WHEEL MAN ... Bill Coxon of the Victoria Cycling Club, but what happened to him and the club?
WHEEL MAN ... Bill Coxon of the Victoria Cycling Club, but what happened to him and the club?

THIS area has a rich sporting heritage but it’s significant how often one person has stood out as a driving force behind a particular pursuit.

We had an example of that recently with notes on the late JG McFarlane who was known as Mr South Shields Harriers because of his work on behalf of the club, and who was also a key figure in the annual staging of the old Ingham Infirmary Sports.

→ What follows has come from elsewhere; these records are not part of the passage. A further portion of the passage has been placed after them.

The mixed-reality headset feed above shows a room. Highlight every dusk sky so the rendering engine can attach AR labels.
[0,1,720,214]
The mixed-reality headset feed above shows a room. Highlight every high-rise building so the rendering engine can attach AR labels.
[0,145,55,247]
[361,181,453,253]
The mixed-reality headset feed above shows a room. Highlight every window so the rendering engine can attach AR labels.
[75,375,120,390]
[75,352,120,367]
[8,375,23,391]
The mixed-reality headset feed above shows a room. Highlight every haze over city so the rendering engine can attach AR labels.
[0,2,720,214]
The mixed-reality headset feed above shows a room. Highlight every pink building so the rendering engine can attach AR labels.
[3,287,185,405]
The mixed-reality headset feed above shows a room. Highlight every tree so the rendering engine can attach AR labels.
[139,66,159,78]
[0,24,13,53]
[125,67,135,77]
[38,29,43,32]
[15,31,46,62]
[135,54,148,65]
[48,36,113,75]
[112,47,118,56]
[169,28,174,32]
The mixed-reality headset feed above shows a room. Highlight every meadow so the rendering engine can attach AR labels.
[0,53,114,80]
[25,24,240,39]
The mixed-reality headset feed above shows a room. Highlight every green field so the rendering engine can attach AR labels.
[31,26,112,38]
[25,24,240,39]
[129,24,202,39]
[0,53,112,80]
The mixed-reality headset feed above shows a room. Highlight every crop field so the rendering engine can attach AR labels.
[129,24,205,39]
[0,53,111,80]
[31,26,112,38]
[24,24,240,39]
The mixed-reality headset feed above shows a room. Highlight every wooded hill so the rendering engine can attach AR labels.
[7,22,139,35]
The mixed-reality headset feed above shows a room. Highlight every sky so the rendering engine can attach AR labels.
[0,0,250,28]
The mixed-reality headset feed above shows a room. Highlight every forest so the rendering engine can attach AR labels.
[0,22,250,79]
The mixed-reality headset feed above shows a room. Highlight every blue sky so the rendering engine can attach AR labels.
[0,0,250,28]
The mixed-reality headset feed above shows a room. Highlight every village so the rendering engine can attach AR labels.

Today, though, we’re in the saddle with the question: what became of this gentleman?

He was Bill Coxon and he was a stalwart for many years of the South Shields Victoria Cycling Club. Some old members of the club have been getting together in recent years and they’re keen to know what became of Bill.

Cycling has a history in Shields going back to the 1870s and the formation of the South Shields Cycling Club, which went on to become one of the oldest in the North.

Other clubs followed, among them the Caer Urfa, the Tyne Road Club and the South Shields Olympic.

Also the South Shields Victoria, which started out in 1892 as the Wesleyan Presbyterian Cycling Club.

I’ve been hearing about it from former member Derek Aynsley.

Bill Coxon became secretary of the club in 1920 and was later president of it.

Says Derek: “Under Bill’s direction, the club was still going strong in the 1950s, with a great social and racing membership.

“Unfortunately, conscription was in force at this time and many of the male members drifted off to the Armed Forces or the Merchant Navy. When we returned to civilian life, our thoughts were towards carving a career for ourselves, settling down and getting married.”

Recently, however, one old member, Allen Scurr, returned to the UK and rounded a few of his old cycling pals up for lunch. They now meet annually.

“In some cases the numbers have grown but, unfortunately, due to our ages, some have departed.”

At their last lunch, Bill Coxon’s name came up.